- Born: 1839 Brooklyn, New York
- Died: Unknown
- Allegiance: United States
- Branch: United States Navy
- Rank: Coxswain
- Unit: USS Brooklyn
- Conflicts: American Civil War • Battle of Mobile Bay
- Awards: Medal of Honor

= John Irving (sailor) =

John Irving (born 1839, date of death unknown) was a Union Navy sailor in the American Civil War and a recipient of the U.S. military's highest decoration, the Medal of Honor, for his actions at the Battle of Mobile Bay.

Born in 1839 in east Brooklyn, New York, Irving was still living in that state when he joined the Navy. He served during the Civil War as a coxswain on the . At the Battle of Mobile Bay on August 5, 1864, he "fought his gun with skill and courage" despite heavy fire. For this action, he was awarded the Medal of Honor four months later, on December 31, 1864.

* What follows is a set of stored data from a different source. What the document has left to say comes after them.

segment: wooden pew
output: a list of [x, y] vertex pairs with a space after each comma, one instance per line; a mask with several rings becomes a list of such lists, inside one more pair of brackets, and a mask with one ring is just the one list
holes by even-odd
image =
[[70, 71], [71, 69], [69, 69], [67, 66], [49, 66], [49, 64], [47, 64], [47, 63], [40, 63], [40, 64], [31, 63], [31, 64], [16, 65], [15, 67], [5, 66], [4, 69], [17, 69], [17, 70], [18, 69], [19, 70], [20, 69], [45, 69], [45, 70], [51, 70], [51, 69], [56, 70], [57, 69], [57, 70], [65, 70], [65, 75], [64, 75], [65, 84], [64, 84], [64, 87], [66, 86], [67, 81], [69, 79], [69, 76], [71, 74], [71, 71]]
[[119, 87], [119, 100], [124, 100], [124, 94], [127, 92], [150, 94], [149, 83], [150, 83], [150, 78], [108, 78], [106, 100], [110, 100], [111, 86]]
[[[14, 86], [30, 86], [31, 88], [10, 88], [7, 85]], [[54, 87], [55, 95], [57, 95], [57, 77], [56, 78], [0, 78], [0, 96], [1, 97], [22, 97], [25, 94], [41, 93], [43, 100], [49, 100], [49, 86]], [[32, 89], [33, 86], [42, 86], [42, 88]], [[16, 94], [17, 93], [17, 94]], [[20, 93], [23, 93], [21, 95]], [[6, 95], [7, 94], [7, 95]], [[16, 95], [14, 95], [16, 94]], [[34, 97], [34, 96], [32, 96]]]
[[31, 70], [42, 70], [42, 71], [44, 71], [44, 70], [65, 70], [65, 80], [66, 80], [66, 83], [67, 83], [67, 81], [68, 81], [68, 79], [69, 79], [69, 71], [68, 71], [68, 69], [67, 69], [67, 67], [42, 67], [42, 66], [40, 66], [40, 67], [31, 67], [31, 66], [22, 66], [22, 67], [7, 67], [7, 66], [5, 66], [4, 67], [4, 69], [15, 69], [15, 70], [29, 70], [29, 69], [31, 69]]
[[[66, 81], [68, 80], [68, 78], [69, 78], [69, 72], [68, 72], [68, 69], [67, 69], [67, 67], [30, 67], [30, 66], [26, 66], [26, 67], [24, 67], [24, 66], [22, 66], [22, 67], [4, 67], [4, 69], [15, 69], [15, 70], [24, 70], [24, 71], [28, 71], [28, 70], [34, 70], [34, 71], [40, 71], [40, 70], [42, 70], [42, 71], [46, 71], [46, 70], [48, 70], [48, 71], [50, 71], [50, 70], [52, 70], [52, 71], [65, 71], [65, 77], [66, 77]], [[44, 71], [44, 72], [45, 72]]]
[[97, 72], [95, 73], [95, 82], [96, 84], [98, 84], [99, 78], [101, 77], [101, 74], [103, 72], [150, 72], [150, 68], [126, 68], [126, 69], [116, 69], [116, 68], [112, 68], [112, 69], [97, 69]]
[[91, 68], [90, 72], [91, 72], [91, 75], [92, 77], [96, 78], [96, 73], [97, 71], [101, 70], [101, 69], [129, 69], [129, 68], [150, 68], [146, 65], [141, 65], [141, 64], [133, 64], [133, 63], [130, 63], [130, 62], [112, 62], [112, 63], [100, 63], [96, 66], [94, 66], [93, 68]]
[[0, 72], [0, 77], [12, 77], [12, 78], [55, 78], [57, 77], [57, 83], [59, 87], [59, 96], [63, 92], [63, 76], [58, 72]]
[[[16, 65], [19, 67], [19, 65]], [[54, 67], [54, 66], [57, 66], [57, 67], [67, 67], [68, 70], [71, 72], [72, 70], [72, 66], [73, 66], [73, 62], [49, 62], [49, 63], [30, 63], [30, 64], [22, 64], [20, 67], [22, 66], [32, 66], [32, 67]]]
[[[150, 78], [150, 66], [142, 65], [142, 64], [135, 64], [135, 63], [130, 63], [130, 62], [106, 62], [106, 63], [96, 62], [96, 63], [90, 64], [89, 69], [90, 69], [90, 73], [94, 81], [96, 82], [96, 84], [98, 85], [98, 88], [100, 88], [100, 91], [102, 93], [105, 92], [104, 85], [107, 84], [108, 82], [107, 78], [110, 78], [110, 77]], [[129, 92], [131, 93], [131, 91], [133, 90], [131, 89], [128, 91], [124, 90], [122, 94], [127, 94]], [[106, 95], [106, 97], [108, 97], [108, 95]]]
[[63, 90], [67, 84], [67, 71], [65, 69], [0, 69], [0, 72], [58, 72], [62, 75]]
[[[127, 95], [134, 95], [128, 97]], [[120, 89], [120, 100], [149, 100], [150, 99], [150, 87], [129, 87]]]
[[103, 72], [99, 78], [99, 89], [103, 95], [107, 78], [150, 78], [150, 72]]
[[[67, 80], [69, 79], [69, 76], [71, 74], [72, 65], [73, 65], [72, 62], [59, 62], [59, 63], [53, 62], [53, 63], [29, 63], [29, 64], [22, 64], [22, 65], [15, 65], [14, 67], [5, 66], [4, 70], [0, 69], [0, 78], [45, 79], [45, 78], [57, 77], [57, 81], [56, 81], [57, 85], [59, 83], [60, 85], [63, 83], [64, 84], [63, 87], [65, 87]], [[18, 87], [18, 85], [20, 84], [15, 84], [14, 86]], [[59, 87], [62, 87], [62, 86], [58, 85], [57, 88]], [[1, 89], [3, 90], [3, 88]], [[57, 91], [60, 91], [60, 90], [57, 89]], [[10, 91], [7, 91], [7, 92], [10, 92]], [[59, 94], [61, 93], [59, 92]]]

Irving's official Medal of Honor citation reads:
On board the U.S.S. Brooklyn during action against rebel forts and gunboats and with the ram Tennessee, in Mobile Bay, 5 August 1864. Despite severe damage to his ship and the loss of several men on board as enemy fire raked her decks from stem to stern, Irving fought his gun with skill and courage throughout the furious battle which resulted in the surrender of the prize rebel ram Tennessee and in the damaging and destruction of batteries at Fort Morgan.